In such an one there should be found, above all things, a comprehensive grasp of the situation, of the relations of the various points and events of the field to each other, and to the general purpose; a faculty of retaining the head under unexpected circumstances; not only of planning in advance, but of originating new combinations when the old ones are interrupted; and, as much as anything, a judgment and impulse combined, both audacious yet neither incautious; a decision in acting on this judgment and impulse instantaneously, without waiting to balance chances; and, thereafter, neither doubt nor delay, but only belief and persistence to the end.

Such an one, if simple, honest, unambitious, and magnanimous, might aptly represent the best results of a republic, and worthily command its armies even in those crises when nations are never saved without a leader.

Early in June, 1865, steps were taken with the sanction of the government to procure the indictment of Lee and others for the crime of treason. The former rebel chief at once appealed to Grant, who went in person to the President, and protested verbally and in writing against the measure.
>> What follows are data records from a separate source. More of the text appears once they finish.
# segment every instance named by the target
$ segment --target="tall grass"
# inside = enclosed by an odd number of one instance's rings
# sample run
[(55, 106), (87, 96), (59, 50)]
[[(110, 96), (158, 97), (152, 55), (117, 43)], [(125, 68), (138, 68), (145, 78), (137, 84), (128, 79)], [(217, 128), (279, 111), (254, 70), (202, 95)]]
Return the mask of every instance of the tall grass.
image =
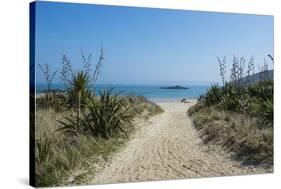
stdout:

Johnson, however, was obstinate, and Grant finally declared that he would resign his commission in the army if the paroles which he had granted should be violated. This determination was conclusive. The proceedings were abandoned, and the communication of this decision was the last official act in the intercourse of Lee and Grant.

1 ‘His paper differed from mine only in being fuller.’—Johnston's Military Narrative, p. 405.
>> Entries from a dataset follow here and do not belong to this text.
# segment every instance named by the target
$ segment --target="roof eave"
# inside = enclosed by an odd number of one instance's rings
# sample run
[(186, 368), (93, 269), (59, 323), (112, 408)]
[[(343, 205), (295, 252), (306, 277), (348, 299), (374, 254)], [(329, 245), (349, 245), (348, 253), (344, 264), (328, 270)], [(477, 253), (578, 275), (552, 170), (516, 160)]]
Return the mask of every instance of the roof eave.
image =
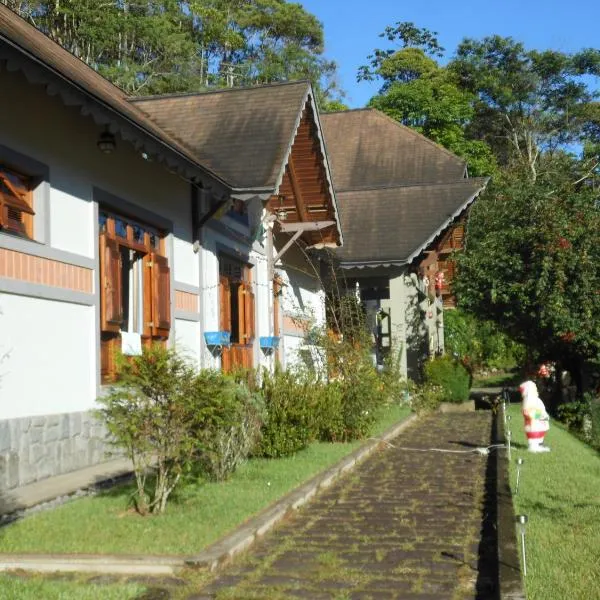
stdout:
[[(43, 35), (43, 34), (40, 33), (40, 35)], [(125, 115), (123, 112), (119, 111), (116, 107), (111, 106), (105, 100), (103, 100), (102, 98), (100, 98), (97, 95), (93, 94), (89, 90), (85, 89), (80, 84), (78, 84), (76, 81), (74, 81), (70, 77), (67, 77), (65, 74), (63, 74), (62, 72), (60, 72), (59, 70), (57, 70), (55, 67), (49, 65), (48, 63), (46, 63), (41, 58), (35, 56), (29, 50), (27, 50), (26, 48), (23, 48), (21, 45), (19, 45), (18, 43), (14, 42), (12, 39), (10, 39), (10, 38), (6, 37), (4, 34), (0, 33), (0, 41), (2, 41), (3, 43), (5, 43), (7, 46), (9, 46), (10, 48), (12, 48), (16, 52), (18, 52), (21, 56), (27, 58), (28, 60), (30, 60), (31, 62), (35, 63), (36, 65), (38, 65), (39, 67), (41, 67), (45, 71), (51, 73), (54, 77), (57, 77), (58, 79), (60, 79), (64, 83), (66, 83), (71, 88), (74, 88), (75, 90), (77, 90), (77, 92), (80, 93), (85, 98), (90, 99), (95, 104), (99, 105), (104, 110), (106, 110), (107, 112), (109, 112), (109, 113), (117, 116), (119, 119), (122, 119), (129, 126), (133, 127), (134, 129), (140, 131), (145, 136), (147, 136), (148, 138), (150, 138), (154, 143), (158, 144), (159, 146), (165, 148), (166, 150), (168, 150), (169, 152), (171, 152), (172, 154), (174, 154), (177, 157), (177, 159), (182, 160), (182, 161), (185, 162), (186, 168), (189, 169), (191, 167), (192, 170), (198, 170), (204, 176), (207, 176), (207, 177), (215, 180), (216, 182), (218, 182), (221, 185), (223, 185), (225, 188), (228, 188), (228, 189), (231, 188), (231, 185), (227, 181), (225, 181), (223, 178), (221, 178), (219, 175), (217, 175), (216, 173), (213, 173), (212, 171), (210, 171), (209, 169), (207, 169), (204, 165), (199, 164), (192, 157), (186, 156), (179, 149), (173, 147), (166, 140), (160, 138), (154, 132), (148, 130), (141, 123), (136, 122), (134, 119), (132, 119), (128, 115)], [(90, 67), (90, 69), (91, 69), (91, 67)], [(100, 77), (100, 75), (99, 75), (99, 77)], [(129, 103), (129, 104), (132, 105), (132, 103)], [(135, 110), (139, 110), (139, 109), (136, 107)]]
[(487, 177), (485, 179), (483, 185), (474, 194), (469, 196), (469, 198), (465, 202), (463, 202), (463, 204), (461, 204), (452, 214), (449, 215), (449, 217), (436, 229), (436, 231), (434, 233), (432, 233), (422, 244), (417, 246), (409, 254), (409, 256), (406, 259), (407, 264), (410, 264), (417, 256), (419, 256), (419, 254), (421, 254), (425, 250), (425, 248), (427, 248), (429, 245), (431, 245), (433, 243), (433, 241), (445, 229), (447, 229), (447, 227), (450, 225), (450, 223), (452, 223), (452, 221), (454, 221), (454, 219), (456, 219), (456, 217), (458, 217), (461, 213), (463, 213), (466, 210), (466, 208), (475, 201), (477, 196), (479, 196), (479, 194), (481, 194), (481, 192), (483, 192), (483, 190), (485, 190), (489, 181), (490, 181), (490, 178)]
General Johnston's account of our interview in his “Narrative,” (page 402 et seq.) is quite accurate and correct.’—Sherman's Memoirs, vol. II., p. 350.
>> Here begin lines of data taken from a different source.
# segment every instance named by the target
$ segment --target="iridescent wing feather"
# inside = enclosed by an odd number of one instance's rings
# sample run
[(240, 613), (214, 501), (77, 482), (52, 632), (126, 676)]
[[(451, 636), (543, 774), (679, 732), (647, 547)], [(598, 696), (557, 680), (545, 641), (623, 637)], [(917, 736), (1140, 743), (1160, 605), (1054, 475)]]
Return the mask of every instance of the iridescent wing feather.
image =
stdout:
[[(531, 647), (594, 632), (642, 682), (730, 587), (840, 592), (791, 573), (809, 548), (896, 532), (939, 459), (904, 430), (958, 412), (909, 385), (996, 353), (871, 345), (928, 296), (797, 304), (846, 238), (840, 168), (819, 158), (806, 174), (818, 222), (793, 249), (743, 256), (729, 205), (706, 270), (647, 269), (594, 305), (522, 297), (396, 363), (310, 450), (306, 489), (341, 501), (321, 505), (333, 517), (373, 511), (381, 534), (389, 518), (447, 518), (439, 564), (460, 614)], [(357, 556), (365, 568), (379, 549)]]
2 ‘The President directs me to say that he wishes you to have no conference with General Lee, unless it be for the capitulation of Lee's army, or on solely minor and purely military matters. He instructs me to say that you are not to decide, discuss, or confer upon any political question; such questions the President holds in his own hands, and will submit them to no military conferences or conventions.’ —Stanton to Grant, March 3d. See page 401.

3 Yet General Johnston, one of the most honorable of the rebel commanders, does not hesitate, in his ‘Military Narrative,’ p. 398, to designate the entire remaining rebel command as ‘an army of about 20,000 infantry and artillery and 5,000 mounted troops,’ and to contrast this with what he calls ‘Grant's, of 180,000 men; Sherman's, of 110,000 at least; Canby's, 60,000—odds of seventeen or eighteen to one.’

Over 70,000 rebels were surrendered by Johnston and Richard Taylor alone.

4 I chanced to bear to General Grant in North Carolina the news of the publication of Secretary Stanton's famous memorandum, and I never saw the general-in-chief so much moved as on this occasion. He had hoped that the original excitement displayed at the cabinet meeting would be concealed from the country, and when he discovered the contrary his indignation was extreme. He declared it was ‘infamous’that a man who had done such service as Sherman should be subjected to imputations like these.

Sherman's own resentment was intense, and Grant strove hard to appease it, and to bring about amicable relations between two men so signally important to their country as the great War Minister and the soldier of Atlanta and the March. But it was long before the sense of injustice which Sherman felt could be allayed.

Some very interesting letters on this subject, which I am allowed to publish, will be found in the Appendix, together with all the official documents necessary to the history of the episode.

The rebel account will be found in full in Johnston's ‘Military Narrative.’